Os dados foram divulgados no âmbito do novo Portal da Emigração Europeia, uma plataforma criada pelo Observatório da Emigração, que será oficialmente lançada esta quinta-feira, numa conferência no Iscte – Instituto Universitário de Lisboa. A iniciativa permitirá uma comparação mais abrangente e detalhada dos fluxos migratórios dentro do espaço europeu, cobrindo todas as nacionalidades e destinos dentro da Europa.

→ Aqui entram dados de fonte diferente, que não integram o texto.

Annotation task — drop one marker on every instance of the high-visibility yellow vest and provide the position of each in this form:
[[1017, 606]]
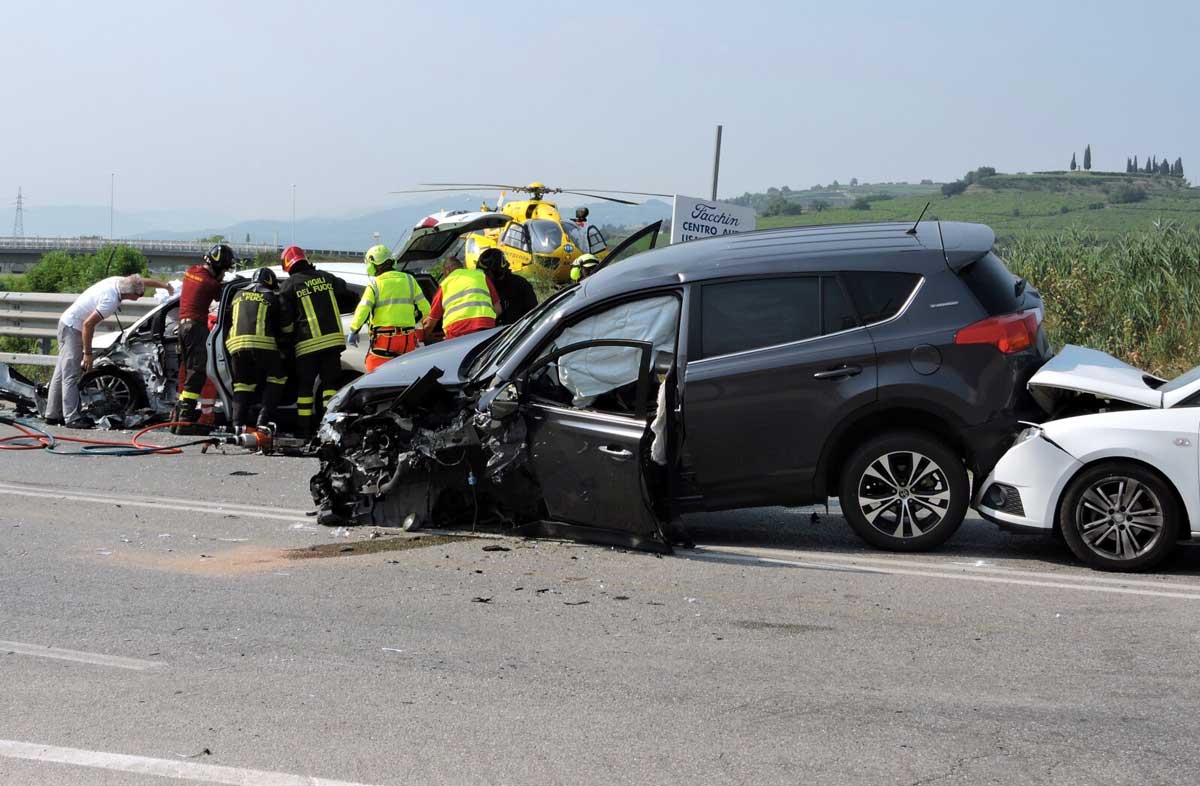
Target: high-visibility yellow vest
[[465, 295], [390, 300]]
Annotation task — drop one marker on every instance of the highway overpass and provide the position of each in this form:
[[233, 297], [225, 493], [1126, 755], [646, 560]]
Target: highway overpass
[[17, 255]]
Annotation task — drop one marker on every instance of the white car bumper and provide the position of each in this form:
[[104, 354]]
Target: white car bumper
[[1023, 491]]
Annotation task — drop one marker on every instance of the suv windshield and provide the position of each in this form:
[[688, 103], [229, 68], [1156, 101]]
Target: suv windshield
[[545, 234], [490, 360]]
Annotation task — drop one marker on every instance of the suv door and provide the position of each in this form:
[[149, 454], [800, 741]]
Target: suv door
[[589, 461], [773, 365]]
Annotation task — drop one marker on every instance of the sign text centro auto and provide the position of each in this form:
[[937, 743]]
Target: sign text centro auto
[[695, 219]]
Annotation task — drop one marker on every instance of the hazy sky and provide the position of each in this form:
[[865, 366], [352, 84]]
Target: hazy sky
[[222, 106]]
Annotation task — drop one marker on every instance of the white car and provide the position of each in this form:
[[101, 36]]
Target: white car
[[1122, 481]]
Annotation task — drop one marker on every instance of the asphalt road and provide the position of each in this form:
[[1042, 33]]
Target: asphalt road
[[153, 625]]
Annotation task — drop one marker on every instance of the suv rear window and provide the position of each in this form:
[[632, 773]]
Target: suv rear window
[[993, 286], [879, 295], [748, 315]]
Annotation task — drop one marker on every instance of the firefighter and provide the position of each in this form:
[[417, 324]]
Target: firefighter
[[252, 341], [394, 305], [202, 285], [515, 292], [583, 267], [466, 301], [309, 303]]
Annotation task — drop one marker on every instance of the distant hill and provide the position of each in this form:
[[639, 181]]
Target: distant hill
[[1104, 203]]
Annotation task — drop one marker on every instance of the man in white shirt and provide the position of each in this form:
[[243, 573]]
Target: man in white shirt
[[76, 329]]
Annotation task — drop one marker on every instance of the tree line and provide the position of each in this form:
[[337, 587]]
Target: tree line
[[1156, 167]]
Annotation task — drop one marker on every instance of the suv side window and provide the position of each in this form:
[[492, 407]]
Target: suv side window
[[747, 315], [879, 295]]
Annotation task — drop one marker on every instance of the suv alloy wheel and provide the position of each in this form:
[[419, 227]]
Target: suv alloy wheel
[[904, 491]]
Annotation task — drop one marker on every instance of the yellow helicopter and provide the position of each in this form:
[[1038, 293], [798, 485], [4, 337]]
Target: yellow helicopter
[[537, 235]]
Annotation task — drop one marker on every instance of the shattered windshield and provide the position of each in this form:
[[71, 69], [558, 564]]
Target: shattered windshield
[[490, 361]]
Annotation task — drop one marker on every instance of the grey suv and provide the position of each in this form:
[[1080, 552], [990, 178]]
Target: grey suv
[[874, 363]]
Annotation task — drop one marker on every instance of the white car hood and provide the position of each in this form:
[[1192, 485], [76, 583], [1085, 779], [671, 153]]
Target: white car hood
[[1090, 371]]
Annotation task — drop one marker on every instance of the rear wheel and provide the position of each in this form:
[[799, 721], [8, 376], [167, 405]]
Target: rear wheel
[[904, 491], [1120, 516]]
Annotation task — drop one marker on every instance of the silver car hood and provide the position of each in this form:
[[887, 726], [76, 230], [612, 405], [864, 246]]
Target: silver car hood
[[1090, 371], [448, 355]]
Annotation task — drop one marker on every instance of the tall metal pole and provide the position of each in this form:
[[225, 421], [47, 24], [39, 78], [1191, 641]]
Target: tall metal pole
[[717, 161]]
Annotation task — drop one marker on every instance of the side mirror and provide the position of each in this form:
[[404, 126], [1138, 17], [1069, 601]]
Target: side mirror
[[504, 403]]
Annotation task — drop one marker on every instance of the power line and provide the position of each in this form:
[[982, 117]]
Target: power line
[[18, 222]]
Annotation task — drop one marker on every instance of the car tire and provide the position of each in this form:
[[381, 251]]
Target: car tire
[[1098, 523], [125, 394], [904, 491]]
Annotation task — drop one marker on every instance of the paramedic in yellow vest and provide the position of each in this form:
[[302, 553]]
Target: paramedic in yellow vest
[[393, 304], [252, 341], [466, 301]]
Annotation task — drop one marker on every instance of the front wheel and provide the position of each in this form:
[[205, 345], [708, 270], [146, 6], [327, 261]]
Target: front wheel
[[904, 491], [1120, 516]]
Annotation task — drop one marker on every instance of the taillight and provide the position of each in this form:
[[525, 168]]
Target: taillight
[[1009, 334]]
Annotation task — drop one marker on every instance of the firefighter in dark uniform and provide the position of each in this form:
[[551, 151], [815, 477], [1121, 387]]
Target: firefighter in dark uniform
[[202, 285], [309, 301], [252, 341]]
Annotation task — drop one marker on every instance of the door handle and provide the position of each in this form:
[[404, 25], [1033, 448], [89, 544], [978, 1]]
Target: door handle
[[840, 372]]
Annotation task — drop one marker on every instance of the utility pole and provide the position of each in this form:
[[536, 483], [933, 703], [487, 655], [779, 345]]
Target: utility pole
[[18, 222], [717, 161]]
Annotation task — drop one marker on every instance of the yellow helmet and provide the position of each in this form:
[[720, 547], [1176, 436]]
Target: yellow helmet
[[376, 256]]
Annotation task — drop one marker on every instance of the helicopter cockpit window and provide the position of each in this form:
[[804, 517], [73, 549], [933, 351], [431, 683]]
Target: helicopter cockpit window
[[545, 234], [595, 240], [576, 235], [516, 237]]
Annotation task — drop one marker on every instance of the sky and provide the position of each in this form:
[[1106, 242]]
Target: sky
[[221, 107]]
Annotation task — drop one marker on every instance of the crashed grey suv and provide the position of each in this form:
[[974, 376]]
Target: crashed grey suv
[[874, 363]]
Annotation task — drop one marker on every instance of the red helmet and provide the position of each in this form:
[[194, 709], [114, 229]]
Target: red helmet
[[291, 256]]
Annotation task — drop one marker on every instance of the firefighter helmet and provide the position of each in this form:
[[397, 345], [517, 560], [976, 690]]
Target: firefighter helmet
[[291, 256]]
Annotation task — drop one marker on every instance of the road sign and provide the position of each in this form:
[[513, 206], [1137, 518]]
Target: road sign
[[694, 219]]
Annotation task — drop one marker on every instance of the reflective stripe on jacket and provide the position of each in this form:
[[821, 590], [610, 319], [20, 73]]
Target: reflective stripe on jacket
[[255, 321], [465, 295], [310, 303], [391, 300]]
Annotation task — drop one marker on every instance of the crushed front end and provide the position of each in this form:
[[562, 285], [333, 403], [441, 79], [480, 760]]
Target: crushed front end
[[420, 456]]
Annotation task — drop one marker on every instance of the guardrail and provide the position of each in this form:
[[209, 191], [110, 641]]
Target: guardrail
[[35, 315]]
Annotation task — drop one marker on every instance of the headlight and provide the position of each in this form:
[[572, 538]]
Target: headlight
[[1027, 435]]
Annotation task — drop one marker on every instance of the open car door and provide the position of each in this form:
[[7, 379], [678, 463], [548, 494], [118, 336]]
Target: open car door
[[591, 454], [641, 240]]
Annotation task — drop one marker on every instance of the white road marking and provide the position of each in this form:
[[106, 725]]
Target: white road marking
[[160, 767], [79, 657], [979, 567], [160, 503], [741, 558]]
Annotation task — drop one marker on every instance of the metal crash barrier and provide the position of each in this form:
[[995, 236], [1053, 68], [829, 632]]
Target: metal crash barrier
[[35, 315]]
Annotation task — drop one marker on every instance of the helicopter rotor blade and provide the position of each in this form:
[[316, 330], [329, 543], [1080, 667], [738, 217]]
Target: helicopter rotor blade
[[636, 193], [477, 185], [595, 196]]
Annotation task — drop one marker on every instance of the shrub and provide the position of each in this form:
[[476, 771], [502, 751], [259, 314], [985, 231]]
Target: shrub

Até agora, as estatísticas migratórias estavam essencialmente focadas na imigração – ou seja, no número de pessoas que entram em determinado país. O novo portal reverte essa lógica e contabiliza as saídas, permitindo um retrato mais realista da mobilidade europeia. “Fomos fazer a contabilização na perspetiva de quem sai e não na perspetiva da imigração, porque isso já existe”, explica Cláudia Pereira, coordenadora do Observatório da Emigração e ex-secretária de Estado da Integração e das Migrações (2019-2022), em declarações ao jornal Público.
Desta forma, é agora possível analisar o fluxo de emigrantes de 31 países – os 27 da União Europeia, mais o Reino Unido, Suíça, Noruega e Islândia. Entre os que mais emigraram em 2023 destacam-se a Roménia (225 mil emigrantes), Itália (125 mil) e Polónia (110 mil). O portal também permite identificar os destinos mais procurados dentro da União Europeia, sendo a Alemanha e a Espanha os países que receberam maior número de emigrantes romenos, italianos e polacos.

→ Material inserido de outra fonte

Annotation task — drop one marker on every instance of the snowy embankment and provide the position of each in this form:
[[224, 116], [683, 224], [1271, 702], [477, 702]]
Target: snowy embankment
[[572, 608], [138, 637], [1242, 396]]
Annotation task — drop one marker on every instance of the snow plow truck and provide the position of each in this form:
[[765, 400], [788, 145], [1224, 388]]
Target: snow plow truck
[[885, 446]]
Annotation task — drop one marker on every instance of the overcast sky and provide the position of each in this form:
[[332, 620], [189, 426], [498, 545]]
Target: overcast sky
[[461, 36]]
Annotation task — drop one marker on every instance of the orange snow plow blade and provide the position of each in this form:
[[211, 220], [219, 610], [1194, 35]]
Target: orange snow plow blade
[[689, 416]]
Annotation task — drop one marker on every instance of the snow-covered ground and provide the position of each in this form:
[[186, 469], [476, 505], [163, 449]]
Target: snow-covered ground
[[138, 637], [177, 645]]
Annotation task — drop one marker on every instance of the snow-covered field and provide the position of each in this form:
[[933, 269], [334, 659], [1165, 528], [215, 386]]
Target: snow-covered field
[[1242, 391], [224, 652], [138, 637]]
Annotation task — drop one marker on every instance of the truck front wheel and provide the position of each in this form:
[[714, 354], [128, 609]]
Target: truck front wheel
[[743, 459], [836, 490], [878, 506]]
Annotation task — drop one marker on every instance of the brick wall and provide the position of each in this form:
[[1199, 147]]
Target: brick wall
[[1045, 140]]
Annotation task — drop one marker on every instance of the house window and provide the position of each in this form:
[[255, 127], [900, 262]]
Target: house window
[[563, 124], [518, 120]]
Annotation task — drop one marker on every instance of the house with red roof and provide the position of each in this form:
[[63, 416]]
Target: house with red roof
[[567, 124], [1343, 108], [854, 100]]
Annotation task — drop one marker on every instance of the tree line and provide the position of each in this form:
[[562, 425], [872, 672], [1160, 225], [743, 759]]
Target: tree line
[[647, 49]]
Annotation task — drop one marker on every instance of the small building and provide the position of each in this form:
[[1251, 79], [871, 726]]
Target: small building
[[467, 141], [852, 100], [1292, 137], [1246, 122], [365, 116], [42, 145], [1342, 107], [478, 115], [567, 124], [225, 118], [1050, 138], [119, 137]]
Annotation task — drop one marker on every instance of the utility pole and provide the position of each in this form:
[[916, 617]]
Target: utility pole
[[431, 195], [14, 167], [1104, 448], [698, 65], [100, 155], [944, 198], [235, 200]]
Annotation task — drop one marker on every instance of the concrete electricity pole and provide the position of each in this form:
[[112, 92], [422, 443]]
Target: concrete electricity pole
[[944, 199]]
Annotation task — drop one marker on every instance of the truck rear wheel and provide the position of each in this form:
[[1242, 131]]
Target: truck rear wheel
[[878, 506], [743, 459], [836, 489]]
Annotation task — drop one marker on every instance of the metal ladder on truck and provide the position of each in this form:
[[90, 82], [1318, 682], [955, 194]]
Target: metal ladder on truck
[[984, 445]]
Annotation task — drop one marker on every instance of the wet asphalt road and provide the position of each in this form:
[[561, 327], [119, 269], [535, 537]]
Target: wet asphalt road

Os dados do novo portal podem ser complementados com informações do Eurostat, que abrangem tanto a Europa como o resto do mundo. As estatísticas indicam que 10% dos emigrantes europeus vivem fora da Europa, enquanto 4% (cerca de 18 milhões de pessoas) residem noutros países europeus. “É nestes 18 milhões que nos estamos a focar. E podemos concluir que todos os países têm aumentado a sua emigração nos últimos dez anos”, sublinha Cláudia Pereira.
Portugal continua a destacar-se na emigração quando se analisa a percentagem da população total que reside no estrangeiro. Cerca de 20% da população portuguesa vive fora do país, o que mantém Portugal no topo da lista europeia neste indicador. No entanto, se a análise se restringir apenas à emigração para outros países europeus, Portugal apresenta um valor de 11%, ficando abaixo da Roménia (17%) e da Croácia (16%). “A maioria da nossa emigração está já na Europa, desde os anos 1960”, explica a investigadora, referindo que 9% da população portuguesa emigrada está fora do continente europeu. No total, estima-se que 2,2 milhões de portugueses vivam no estrangeiro.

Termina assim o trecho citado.